Kth Smallest Element in a BST - LeetCode 230 Solution in python

Kth Smallest Element in a BST medium

Problem Statement

Given the root of a binary search tree (BST) and an integer k, return the k^th smallest element in the BST. You can assume k is always valid, 1 ≤ k ≤ total nodes of the BST.

Example 1:

Input: root = [3,1,4,null,2], k = 1
Output: 1

Example 2:

Input: root = [5,3,6,2,4,null,null,1], k = 3
Output: 3

Steps and Explanation

The key idea is to leverage the properties of a Binary Search Tree (BST). In a BST, an inorder traversal will visit nodes in ascending order. Therefore, we can perform an inorder traversal and keep track of the elements visited. The k-th element encountered during the inorder traversal is the k-th smallest element.

We'll use an iterative approach for inorder traversal to avoid the overhead of recursion. This involves using a stack to keep track of nodes to visit.

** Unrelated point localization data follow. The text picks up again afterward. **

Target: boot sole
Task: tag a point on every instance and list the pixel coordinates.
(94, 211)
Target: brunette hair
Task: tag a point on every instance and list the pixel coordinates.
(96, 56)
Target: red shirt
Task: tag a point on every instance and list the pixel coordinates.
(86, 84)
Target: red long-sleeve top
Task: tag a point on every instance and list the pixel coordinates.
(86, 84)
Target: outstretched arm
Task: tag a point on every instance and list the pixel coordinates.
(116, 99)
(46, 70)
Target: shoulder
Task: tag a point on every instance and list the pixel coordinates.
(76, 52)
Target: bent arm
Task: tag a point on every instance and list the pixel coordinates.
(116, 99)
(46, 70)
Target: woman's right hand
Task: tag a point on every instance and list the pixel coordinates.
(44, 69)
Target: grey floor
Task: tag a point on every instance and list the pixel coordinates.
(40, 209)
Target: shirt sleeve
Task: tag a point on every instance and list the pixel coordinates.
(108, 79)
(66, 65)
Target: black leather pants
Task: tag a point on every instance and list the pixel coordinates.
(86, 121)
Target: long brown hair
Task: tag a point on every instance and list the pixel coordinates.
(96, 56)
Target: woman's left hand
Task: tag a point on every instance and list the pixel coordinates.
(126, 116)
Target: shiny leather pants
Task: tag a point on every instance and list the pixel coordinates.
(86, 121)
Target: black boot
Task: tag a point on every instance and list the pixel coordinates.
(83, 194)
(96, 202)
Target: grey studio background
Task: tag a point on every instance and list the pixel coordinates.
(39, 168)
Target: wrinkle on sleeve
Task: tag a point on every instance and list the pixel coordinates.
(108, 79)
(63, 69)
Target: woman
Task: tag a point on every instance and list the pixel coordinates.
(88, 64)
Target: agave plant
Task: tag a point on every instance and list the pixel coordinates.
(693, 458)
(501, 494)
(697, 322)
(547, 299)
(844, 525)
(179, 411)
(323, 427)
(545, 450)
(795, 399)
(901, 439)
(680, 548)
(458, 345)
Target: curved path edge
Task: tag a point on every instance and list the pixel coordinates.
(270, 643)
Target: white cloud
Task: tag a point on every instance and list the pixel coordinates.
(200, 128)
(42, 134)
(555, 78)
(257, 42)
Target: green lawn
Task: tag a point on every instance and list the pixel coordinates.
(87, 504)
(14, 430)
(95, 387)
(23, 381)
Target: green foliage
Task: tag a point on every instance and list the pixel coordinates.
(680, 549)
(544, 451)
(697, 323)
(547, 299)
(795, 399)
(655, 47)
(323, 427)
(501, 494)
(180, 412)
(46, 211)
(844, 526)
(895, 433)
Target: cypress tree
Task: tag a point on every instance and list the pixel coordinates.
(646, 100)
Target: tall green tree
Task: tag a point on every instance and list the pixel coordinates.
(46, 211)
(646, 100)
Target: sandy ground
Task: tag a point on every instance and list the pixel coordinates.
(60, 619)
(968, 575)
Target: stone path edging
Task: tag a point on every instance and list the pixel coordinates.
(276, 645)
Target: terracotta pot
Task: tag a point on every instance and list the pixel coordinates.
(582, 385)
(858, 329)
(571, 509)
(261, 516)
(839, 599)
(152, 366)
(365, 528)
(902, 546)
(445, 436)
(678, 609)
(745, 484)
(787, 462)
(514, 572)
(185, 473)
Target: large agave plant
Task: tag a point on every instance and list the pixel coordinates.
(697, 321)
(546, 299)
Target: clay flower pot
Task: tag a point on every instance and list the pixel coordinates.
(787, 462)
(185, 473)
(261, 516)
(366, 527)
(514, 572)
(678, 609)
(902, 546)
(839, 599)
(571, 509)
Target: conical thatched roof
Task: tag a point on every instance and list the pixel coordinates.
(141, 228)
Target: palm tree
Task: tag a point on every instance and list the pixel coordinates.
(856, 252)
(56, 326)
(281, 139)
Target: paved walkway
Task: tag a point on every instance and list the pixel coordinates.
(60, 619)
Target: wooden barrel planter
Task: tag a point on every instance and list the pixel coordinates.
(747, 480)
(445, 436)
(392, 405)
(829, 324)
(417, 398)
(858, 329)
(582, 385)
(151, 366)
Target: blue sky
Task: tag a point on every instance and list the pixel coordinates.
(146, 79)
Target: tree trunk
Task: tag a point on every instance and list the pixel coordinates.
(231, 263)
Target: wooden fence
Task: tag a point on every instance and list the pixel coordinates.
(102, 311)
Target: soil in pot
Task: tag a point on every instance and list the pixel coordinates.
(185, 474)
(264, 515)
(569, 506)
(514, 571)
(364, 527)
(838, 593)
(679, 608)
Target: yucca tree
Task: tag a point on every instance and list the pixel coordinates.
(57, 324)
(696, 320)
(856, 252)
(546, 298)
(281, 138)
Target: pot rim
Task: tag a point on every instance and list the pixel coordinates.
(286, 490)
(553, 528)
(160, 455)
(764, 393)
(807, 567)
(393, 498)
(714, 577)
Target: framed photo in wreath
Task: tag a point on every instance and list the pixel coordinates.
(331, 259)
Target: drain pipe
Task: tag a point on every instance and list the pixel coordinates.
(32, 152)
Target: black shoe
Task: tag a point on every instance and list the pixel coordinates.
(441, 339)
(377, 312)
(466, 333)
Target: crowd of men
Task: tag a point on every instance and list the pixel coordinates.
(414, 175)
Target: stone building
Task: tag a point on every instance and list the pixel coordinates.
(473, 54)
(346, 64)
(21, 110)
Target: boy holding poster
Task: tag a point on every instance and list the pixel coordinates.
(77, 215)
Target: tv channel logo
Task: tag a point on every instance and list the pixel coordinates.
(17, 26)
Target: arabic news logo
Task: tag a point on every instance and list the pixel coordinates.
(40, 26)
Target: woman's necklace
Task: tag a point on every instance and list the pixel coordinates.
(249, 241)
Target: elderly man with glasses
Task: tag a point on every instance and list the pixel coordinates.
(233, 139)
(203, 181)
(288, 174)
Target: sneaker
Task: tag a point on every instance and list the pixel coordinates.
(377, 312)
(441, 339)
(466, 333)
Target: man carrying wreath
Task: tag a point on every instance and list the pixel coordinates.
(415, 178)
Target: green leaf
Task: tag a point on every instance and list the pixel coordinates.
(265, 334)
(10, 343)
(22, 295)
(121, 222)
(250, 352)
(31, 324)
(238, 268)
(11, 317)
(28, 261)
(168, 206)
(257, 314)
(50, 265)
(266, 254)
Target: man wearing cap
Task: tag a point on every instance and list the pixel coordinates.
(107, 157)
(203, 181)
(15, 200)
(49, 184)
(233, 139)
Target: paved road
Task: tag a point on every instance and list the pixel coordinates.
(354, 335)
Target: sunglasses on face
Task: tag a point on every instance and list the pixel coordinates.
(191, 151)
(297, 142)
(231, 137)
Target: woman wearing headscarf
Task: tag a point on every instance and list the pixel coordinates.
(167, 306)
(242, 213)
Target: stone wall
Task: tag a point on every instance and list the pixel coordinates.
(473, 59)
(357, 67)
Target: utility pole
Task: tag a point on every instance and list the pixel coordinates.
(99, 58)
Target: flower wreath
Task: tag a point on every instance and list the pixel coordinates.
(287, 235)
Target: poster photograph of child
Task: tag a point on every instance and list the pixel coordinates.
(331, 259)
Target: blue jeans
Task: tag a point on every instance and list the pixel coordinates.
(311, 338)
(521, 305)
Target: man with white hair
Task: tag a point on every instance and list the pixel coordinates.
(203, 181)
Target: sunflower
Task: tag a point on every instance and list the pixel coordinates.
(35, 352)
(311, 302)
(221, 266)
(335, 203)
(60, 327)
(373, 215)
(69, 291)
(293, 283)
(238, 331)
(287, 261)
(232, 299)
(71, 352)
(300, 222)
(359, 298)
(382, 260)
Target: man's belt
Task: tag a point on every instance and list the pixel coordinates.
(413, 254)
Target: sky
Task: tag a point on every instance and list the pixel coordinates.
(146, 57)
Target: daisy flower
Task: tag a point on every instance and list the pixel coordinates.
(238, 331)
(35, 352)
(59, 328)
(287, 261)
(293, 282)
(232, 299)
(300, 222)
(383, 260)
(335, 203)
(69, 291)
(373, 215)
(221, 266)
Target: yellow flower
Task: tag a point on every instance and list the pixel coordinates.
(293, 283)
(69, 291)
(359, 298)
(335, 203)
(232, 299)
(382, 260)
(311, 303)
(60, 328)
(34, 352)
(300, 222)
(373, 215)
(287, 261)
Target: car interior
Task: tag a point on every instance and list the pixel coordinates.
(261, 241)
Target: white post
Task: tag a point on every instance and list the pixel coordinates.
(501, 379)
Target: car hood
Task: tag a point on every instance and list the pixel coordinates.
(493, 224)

Initialization: Create an empty stack stack and initialize a counter count to 0.
Iteration: While the stack is not empty or the current node is not None:
- If the current node is not None: push the node onto the stack and move to its left child (current = current.left). This ensures we process the left subtree first.
- Otherwise (if the current node is None): pop a node from the stack. This node is the next smallest node in the inorder traversal. Increment the count. If count equals k, this popped node's value is the k-th smallest element, so return its value. Then, move to the right child of the popped node (current = current.right).

Code

class TreeNode:
    def __init__(self, val=0, left=None, right=None):
        self.val = val
        self.left = left
        self.right = right

def kthSmallest(root, k):
    stack = []
    count = 0
    current = root
    while stack or current:
        while current:
            stack.append(current)
            current = current.left
        current = stack.pop()
        count += 1
        if count == k:
            return current.val
        current = current.right
    return -1 # Should not reach here if k is valid

# Example usage
root1 = TreeNode(3)
root1.left = TreeNode(1)
root1.right = TreeNode(4)
root1.left.right = TreeNode(2)

root2 = TreeNode(5)
root2.left = TreeNode(3)
root2.right = TreeNode(6)
root2.left.left = TreeNode(2)
root2.left.right = TreeNode(4)
root2.left.left.left = TreeNode(1)

print(kthSmallest(root1, 1))  # Output: 1
print(kthSmallest(root2, 3))  # Output: 3

Complexity Analysis

Time Complexity: O(H + k), where H is the height of the BST. In the worst case (a skewed BST), H can be O(N), where N is the number of nodes. However, for a balanced BST, H is O(log N). The inorder traversal visits at most k nodes.
Space Complexity: O(H) in the worst case due to the stack used for the iterative inorder traversal. For a balanced BST, this becomes O(log N), and for a skewed BST, it's O(N).